やることを頭の外に出す|タスク処理がうまい人の処世術
本質
脳は記憶装置として使うほど、思考する余力を失う。
原理と解説
作業中に「あとで返信しよう」「あの資料も直さないと」と何度も思い出していると、目の前の仕事に集中していても頭の一部が常に未処理の予定を抱えることになる。覚えておこうとするほど、忘れないための確認が何度も発生し、そのたびに思考が中断される。やることを頭の中で保持するのではなく、外に置いて必要な時に確認できる形にすると、考えるための余力を残しやすい。 仕事中に新しい依頼が来たら、その場で一か所のタスクリストへ書き、「覚えておく」状態を終わらせる。買う物、返信、確認事項も同じ場所に入れておけば、後で何があったか思い出す必要はない。次に何をするか迷った時は、記憶を探るのではなく、その一覧を見る。

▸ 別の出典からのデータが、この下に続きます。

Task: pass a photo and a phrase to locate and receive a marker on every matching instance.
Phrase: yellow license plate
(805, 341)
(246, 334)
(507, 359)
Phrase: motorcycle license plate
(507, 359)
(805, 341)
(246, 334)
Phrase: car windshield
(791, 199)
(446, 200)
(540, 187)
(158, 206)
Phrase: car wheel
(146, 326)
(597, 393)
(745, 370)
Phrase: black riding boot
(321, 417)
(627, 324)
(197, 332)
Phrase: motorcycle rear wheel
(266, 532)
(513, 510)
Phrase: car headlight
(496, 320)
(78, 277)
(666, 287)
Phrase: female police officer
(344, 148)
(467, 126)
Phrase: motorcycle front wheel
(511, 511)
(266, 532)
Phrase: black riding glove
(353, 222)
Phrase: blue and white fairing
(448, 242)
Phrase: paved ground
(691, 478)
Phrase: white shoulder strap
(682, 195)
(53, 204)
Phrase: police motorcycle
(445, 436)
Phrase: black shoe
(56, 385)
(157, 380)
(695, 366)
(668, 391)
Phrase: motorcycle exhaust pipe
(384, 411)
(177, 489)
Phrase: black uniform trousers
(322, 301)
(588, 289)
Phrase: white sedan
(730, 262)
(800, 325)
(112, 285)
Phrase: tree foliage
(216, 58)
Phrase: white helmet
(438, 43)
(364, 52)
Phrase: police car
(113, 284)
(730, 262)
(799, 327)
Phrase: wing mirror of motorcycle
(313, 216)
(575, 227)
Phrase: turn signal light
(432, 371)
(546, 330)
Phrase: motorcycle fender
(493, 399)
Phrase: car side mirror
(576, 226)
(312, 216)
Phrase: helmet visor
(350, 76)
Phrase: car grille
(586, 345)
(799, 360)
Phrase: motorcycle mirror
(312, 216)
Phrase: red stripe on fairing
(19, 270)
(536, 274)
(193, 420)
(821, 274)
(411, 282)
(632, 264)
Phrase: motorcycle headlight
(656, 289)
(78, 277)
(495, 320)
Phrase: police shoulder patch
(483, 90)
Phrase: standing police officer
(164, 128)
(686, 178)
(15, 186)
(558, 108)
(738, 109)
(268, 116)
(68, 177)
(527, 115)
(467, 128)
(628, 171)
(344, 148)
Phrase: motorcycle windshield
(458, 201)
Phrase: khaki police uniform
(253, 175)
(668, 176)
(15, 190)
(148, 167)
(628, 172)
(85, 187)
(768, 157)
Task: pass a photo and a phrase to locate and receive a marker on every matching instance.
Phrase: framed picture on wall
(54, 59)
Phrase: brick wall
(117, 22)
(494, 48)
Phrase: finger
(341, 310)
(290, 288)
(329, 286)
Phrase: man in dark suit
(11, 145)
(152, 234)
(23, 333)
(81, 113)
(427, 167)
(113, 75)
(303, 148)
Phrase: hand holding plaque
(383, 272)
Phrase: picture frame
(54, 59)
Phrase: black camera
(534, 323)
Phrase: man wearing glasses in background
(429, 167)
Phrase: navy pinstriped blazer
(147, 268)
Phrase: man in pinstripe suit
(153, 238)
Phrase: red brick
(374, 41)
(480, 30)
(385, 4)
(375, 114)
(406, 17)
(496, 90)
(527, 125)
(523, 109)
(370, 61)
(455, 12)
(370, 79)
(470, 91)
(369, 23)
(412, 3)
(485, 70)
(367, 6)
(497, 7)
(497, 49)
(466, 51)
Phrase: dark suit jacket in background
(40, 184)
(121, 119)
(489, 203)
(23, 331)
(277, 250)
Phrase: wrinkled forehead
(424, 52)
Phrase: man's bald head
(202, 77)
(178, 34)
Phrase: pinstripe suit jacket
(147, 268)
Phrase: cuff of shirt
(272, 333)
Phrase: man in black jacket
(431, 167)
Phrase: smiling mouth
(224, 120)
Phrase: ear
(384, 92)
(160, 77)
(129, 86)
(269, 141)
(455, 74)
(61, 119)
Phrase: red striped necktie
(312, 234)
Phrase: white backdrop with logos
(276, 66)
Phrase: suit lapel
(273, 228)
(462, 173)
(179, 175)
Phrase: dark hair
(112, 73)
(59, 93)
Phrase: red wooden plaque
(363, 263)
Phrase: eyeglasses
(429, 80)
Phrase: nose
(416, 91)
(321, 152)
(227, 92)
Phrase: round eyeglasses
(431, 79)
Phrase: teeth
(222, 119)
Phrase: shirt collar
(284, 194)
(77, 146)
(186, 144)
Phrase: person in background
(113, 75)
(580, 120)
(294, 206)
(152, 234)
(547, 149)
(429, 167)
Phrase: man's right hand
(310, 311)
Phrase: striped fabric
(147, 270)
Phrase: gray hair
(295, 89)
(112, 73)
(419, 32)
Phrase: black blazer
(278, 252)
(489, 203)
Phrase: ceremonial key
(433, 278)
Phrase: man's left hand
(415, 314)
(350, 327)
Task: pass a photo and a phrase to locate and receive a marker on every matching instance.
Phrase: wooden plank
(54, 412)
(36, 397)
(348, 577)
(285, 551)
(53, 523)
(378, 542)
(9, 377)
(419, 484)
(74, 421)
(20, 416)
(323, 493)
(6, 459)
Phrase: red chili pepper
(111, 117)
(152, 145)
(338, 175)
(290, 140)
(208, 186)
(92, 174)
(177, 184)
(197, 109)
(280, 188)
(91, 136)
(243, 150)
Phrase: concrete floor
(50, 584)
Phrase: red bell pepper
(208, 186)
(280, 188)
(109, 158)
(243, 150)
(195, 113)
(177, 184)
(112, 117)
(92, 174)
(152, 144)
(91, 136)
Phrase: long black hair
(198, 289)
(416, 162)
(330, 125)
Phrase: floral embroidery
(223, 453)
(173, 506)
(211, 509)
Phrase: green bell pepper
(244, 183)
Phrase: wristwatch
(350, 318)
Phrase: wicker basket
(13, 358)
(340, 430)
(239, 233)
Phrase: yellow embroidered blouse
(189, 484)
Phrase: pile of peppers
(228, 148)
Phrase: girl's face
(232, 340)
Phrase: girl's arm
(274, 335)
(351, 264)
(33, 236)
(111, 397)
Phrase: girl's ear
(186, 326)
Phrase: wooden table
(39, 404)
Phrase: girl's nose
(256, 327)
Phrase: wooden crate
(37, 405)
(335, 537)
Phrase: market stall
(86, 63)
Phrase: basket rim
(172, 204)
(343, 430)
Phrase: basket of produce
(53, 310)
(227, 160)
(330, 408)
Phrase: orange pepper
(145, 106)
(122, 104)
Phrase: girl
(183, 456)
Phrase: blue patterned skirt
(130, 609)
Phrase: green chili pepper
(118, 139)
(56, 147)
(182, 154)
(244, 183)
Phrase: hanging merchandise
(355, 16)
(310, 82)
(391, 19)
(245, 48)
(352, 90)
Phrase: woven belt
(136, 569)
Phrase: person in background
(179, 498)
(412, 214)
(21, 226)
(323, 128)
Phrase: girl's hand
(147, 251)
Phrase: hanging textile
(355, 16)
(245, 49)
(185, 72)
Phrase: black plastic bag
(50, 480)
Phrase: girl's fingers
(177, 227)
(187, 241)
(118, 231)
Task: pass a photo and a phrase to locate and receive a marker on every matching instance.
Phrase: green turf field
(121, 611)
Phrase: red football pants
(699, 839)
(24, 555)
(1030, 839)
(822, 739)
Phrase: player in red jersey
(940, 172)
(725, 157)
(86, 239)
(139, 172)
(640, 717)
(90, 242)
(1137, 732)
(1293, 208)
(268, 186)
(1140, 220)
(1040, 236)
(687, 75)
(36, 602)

メモ帳、付箋、アプリへ別々に散らすと今度は探す負担が増えるため、入口を一つにそろえる方が扱いやすい。 基準にしたいのは、「全部覚えられているか」ではなく、「忘れても困らない仕組みになっているか」である。思いついたタスクは一か所に出し、決まったタイミングでそこを確認する。便利そうな管理ツールを増やし続ける必要はなく、むしろ確認先が増えるほど抜けやすくなる。頭は予定を保管する場所ではなく、何を優先し、どう進めるかを考えるために使う。その役割分担ができるほど、タスク処理は軽くなる。